Zakres wolności i publikowania poglądów politycznych w Polsce stanowi przedmiot głębokiego sporu. Uchwalenie rządowego prawa koncernowego może się przyczynić do ograniczenia tych wolności dzięki wzmocnieniu pozycji Skarbu Państwa jako podmiotu de facto dominującego w podlegających politycznym wpływom zarządach takich państwowych molochów jak PKN Orlen. Profesor Szumański zwalcza szczególnie energicznie pogląd, że jego projekt był pisany „pod grupę spółek z udziałem Skarbu Państwa”[9]. Uważa, że są one „niemerytoryczne”, ponieważ projekt dotyczy również podmiotów prywatnych, był opracowany przez niezależnych ekspertów zasiadających w spółkach Skarbu Państwa oraz poddany licznym resortowym uzgodnieniom. Zarzuty ryzyka drenażu spółek zależnych są rzekomo absurdalne, gdyż spółki zależne z udziałem Skarbu Państwa są z reguły jednoosobowe, a praktyka pokazuje rzekomo dokapitalizowanie spółek zależnych przez spółkę dominującą z udziałem fiskusa[10]. Autor nie powołuje żadnych danych statystycznych, aby wykazać absurdalność twierdzeń podważających jego tezy[11]. Jak zatem wyjaśnić sprzeciw Stowarzyszenia Inwestorów Indywidualnych wobec rządowego projektu oraz konkretne przykłady prób drenażu takich spółek przez PKN Orlen, państwowego molocha, który np. zaoferował mniejszościowym akcjonariuszom Energa SA 8,35 zł za akcję, po czym zaksięgował je u siebie po dwukrotnie wyższej cenie? Zarzut taki podniosła grupa ponad 500 drobnych inwestorów sprzeciwiających się wyjściu tej spółki z GPW, a sąd udzielił im zabezpieczenia[12]. Może rezygnacja z eksperckiego immunitetu przez Polemistę i poparty konkretnymi dowodami opis licznych korzyści drobnych akcjonariuszy w kontrolowanych przez spółkę dominującą z udziałem Skarbu Państwa skłoniłyby krytyków giełdowych do wsparcia reformy?
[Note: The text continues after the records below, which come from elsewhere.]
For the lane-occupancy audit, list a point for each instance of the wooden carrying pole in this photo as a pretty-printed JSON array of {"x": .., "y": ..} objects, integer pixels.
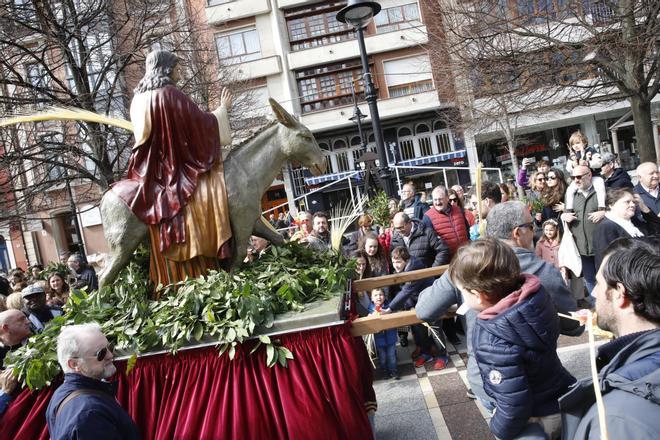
[{"x": 377, "y": 323}]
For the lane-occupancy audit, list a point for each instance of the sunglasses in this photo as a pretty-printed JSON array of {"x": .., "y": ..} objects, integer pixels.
[
  {"x": 529, "y": 225},
  {"x": 580, "y": 176},
  {"x": 103, "y": 352}
]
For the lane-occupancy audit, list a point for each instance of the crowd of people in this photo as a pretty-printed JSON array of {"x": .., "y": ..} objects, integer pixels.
[{"x": 510, "y": 273}]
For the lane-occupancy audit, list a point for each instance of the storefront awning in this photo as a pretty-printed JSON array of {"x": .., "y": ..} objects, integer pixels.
[
  {"x": 329, "y": 177},
  {"x": 432, "y": 159}
]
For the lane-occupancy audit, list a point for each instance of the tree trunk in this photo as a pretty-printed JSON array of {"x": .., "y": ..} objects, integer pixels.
[{"x": 641, "y": 110}]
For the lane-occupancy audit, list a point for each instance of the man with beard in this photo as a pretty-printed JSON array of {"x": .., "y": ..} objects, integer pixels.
[
  {"x": 37, "y": 306},
  {"x": 84, "y": 406},
  {"x": 319, "y": 239},
  {"x": 14, "y": 332},
  {"x": 628, "y": 304},
  {"x": 512, "y": 223}
]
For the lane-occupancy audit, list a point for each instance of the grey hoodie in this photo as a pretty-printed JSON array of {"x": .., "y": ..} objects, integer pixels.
[{"x": 630, "y": 384}]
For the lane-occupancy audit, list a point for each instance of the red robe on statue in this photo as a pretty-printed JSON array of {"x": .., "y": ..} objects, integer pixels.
[
  {"x": 175, "y": 183},
  {"x": 182, "y": 143}
]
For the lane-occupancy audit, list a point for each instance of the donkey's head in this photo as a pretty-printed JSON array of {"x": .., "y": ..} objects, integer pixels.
[{"x": 298, "y": 142}]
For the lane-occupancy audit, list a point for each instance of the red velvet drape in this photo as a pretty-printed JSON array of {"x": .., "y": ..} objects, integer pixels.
[{"x": 200, "y": 395}]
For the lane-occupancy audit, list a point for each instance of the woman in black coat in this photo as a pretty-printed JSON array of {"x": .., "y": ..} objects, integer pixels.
[{"x": 621, "y": 221}]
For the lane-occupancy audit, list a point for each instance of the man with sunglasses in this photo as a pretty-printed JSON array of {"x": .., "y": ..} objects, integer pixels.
[
  {"x": 582, "y": 221},
  {"x": 84, "y": 406}
]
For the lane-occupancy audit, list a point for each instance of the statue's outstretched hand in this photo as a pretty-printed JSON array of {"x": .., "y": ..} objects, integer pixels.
[{"x": 226, "y": 98}]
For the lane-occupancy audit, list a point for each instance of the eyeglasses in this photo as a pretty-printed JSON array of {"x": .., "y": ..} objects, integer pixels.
[
  {"x": 103, "y": 352},
  {"x": 580, "y": 176},
  {"x": 529, "y": 225}
]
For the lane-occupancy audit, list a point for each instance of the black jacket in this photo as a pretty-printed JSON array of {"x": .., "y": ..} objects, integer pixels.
[
  {"x": 618, "y": 179},
  {"x": 424, "y": 245},
  {"x": 652, "y": 202},
  {"x": 515, "y": 346},
  {"x": 607, "y": 231},
  {"x": 88, "y": 416},
  {"x": 406, "y": 298}
]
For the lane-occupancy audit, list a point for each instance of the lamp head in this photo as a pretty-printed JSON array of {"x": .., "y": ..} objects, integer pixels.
[{"x": 358, "y": 13}]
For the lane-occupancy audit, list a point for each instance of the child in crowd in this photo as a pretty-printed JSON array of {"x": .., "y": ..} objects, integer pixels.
[
  {"x": 362, "y": 269},
  {"x": 385, "y": 340},
  {"x": 514, "y": 339},
  {"x": 406, "y": 299},
  {"x": 547, "y": 247},
  {"x": 578, "y": 144}
]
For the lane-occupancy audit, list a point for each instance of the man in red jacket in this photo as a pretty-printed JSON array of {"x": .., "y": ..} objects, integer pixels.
[{"x": 447, "y": 220}]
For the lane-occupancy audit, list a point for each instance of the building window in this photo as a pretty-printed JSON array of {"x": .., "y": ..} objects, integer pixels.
[
  {"x": 238, "y": 47},
  {"x": 397, "y": 18},
  {"x": 407, "y": 76},
  {"x": 316, "y": 25},
  {"x": 329, "y": 86}
]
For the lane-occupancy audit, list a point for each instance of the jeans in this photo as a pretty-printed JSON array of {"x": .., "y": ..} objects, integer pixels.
[
  {"x": 589, "y": 272},
  {"x": 387, "y": 358}
]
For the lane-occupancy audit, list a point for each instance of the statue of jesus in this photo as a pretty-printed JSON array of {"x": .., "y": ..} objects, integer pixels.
[{"x": 175, "y": 180}]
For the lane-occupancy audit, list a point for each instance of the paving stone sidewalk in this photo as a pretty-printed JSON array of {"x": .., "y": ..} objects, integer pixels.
[{"x": 426, "y": 404}]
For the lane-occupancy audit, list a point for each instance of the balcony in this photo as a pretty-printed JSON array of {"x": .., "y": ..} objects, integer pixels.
[
  {"x": 236, "y": 10},
  {"x": 349, "y": 49},
  {"x": 284, "y": 4},
  {"x": 259, "y": 68},
  {"x": 387, "y": 108}
]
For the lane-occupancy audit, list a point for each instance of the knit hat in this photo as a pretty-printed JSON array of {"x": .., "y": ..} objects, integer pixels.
[{"x": 34, "y": 289}]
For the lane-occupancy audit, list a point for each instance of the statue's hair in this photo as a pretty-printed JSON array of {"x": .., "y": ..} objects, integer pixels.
[{"x": 159, "y": 67}]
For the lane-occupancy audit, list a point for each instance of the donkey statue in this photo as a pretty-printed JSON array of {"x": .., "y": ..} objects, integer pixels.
[{"x": 249, "y": 171}]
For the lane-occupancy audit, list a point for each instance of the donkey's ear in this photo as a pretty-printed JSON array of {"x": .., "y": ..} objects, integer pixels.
[{"x": 282, "y": 115}]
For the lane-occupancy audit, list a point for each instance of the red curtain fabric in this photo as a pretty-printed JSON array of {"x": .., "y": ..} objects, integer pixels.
[{"x": 200, "y": 395}]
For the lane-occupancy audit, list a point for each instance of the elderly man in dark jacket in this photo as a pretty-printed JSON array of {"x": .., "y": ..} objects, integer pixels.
[
  {"x": 510, "y": 222},
  {"x": 421, "y": 242},
  {"x": 628, "y": 304},
  {"x": 85, "y": 274},
  {"x": 84, "y": 406},
  {"x": 614, "y": 177},
  {"x": 582, "y": 222}
]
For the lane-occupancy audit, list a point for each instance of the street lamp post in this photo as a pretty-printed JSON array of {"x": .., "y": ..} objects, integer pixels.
[{"x": 358, "y": 14}]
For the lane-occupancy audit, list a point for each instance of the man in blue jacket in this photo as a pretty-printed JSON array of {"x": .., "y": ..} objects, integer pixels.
[
  {"x": 628, "y": 304},
  {"x": 84, "y": 406},
  {"x": 512, "y": 223}
]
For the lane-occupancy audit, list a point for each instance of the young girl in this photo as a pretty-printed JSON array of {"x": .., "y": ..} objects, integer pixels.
[
  {"x": 363, "y": 301},
  {"x": 547, "y": 247},
  {"x": 385, "y": 340},
  {"x": 514, "y": 339},
  {"x": 578, "y": 144},
  {"x": 375, "y": 254}
]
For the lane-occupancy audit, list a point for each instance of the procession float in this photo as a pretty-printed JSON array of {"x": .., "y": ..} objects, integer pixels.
[{"x": 207, "y": 347}]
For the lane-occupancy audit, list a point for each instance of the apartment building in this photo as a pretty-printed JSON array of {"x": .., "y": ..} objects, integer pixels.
[
  {"x": 296, "y": 52},
  {"x": 574, "y": 102}
]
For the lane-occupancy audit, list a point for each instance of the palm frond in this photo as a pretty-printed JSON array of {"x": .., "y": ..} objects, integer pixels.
[
  {"x": 67, "y": 114},
  {"x": 343, "y": 215}
]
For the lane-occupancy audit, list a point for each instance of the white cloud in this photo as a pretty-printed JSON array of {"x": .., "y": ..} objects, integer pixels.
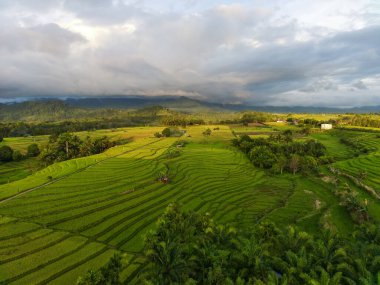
[{"x": 261, "y": 52}]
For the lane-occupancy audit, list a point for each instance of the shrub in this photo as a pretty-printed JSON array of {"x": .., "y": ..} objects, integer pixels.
[
  {"x": 33, "y": 150},
  {"x": 6, "y": 153},
  {"x": 17, "y": 156}
]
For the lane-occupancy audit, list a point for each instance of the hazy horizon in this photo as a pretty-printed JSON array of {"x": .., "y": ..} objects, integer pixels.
[{"x": 262, "y": 53}]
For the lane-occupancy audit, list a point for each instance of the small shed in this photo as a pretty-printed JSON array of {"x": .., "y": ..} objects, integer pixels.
[{"x": 326, "y": 126}]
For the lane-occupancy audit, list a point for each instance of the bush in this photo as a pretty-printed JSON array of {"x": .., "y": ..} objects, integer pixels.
[
  {"x": 6, "y": 153},
  {"x": 17, "y": 156},
  {"x": 166, "y": 132},
  {"x": 207, "y": 132},
  {"x": 33, "y": 150}
]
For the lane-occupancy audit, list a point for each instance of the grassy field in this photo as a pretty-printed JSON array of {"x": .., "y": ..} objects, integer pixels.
[{"x": 53, "y": 230}]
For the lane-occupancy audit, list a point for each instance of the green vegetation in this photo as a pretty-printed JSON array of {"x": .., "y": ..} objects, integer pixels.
[
  {"x": 189, "y": 248},
  {"x": 279, "y": 152},
  {"x": 101, "y": 196}
]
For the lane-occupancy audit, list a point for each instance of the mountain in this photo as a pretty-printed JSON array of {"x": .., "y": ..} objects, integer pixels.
[{"x": 76, "y": 107}]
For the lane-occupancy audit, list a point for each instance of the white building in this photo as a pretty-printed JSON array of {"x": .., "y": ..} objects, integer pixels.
[{"x": 326, "y": 126}]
Rada Nadzorcza Orlenu przeanalizowała już z pewnością starannie nie tylko ekonomiczne skutki zakupu przez koncern większości tytułów prasy lokalnej od niemieckiego wydawcy Polska Press. Zakup obejmuje 20 spośród 24 lokalnych gazet, a także ponad 100 tygodników oraz kilkaset witryn internetowych. Ta i inne inwestycje Orlenu wywołują nie tylko obawy wspólników mniejszościowych, lecz także istotne problemy konstytucyjne (np. wpływ tych transakcji na wolność prasy i środków społecznego przekazu (art. 14) oraz respektowanie pomocniczości państwa w świetle art. 20 Konstytucji). Tymczasem istotne wątpliwości w świetle wymienionych zasad ustrojowych budzi obecna polityka inwestycyjna i ‒ szerzej ‒ gospodarcza Orlenu. Państwowy koncern naftowy nie tylko dokonał zakupu tytułów Polska Press, lecz tworzy wspólnie z PZU dom mediowy, który ma m.in. prowadzić inwestycje głównie w spółkach z udziałem podmiotów państwowych. Wspomniane okoliczności krytykuje nie tylko prasa opozycyjna, lecz także dziennikarze zatrudnieni w zakupionej prasie lokalnej[13]. Aprobują natomiast dziennikarze życzliwi rządowi, oczekując repolonizacji prasy lokalnej oraz wsparcia TVP podczas kampanii wyborczych. Jedynie Ł. Warzecha, konserwatywny, lecz znany z niezależności opinii dziennikarz, skomentował: „Linia transmisyjna: pan Prezes Kaczyński – pan Wicepremier Sasin – pan Prezes Obajtek – redaktor naczelny – dziennikarze wydaje się więcej niż oczywista”. Coraz częściej pojawiają się ostatnio informacje, że akwizycja via Orlen lub kontrolowane przez niego podmioty grozi np. Gremii Media („Rzeczpospolita”) i Info Business (właściciel „Gazety Prawnej”)[14]. Ostatnie przykłady dowodzą, że kapitały wspólników mniejszościowych w spółkach z udziałem fiskusa były wykorzystywane w celach politycznych i ryzykownych gospodarczo, zanim doszło do uchwalenia nowego prawa koncernowego. Gdy projekt stanie się ustawą, sytuacja tych wspólników ulegnie osłabieniu, a rząd uzyska jeszcze bardziej skuteczny instrument realizowania swych celów, bez ryzyka obrony powołanych wyżej wartości konstytucyjnych przed TK. Obronę tych wartości utrudnia również koncepcja eksperckiego immunitetu (przywileju) milczenia wobec krytyki uznanej przez twórcę ustawy za polityczną. Koncepcja ta jest, niestety, zbieżna z wieloma przykładami częstego dziś uzasadniania utrzymywania poufności informacji o doniosłym znaczeniu dla interesu publicznego.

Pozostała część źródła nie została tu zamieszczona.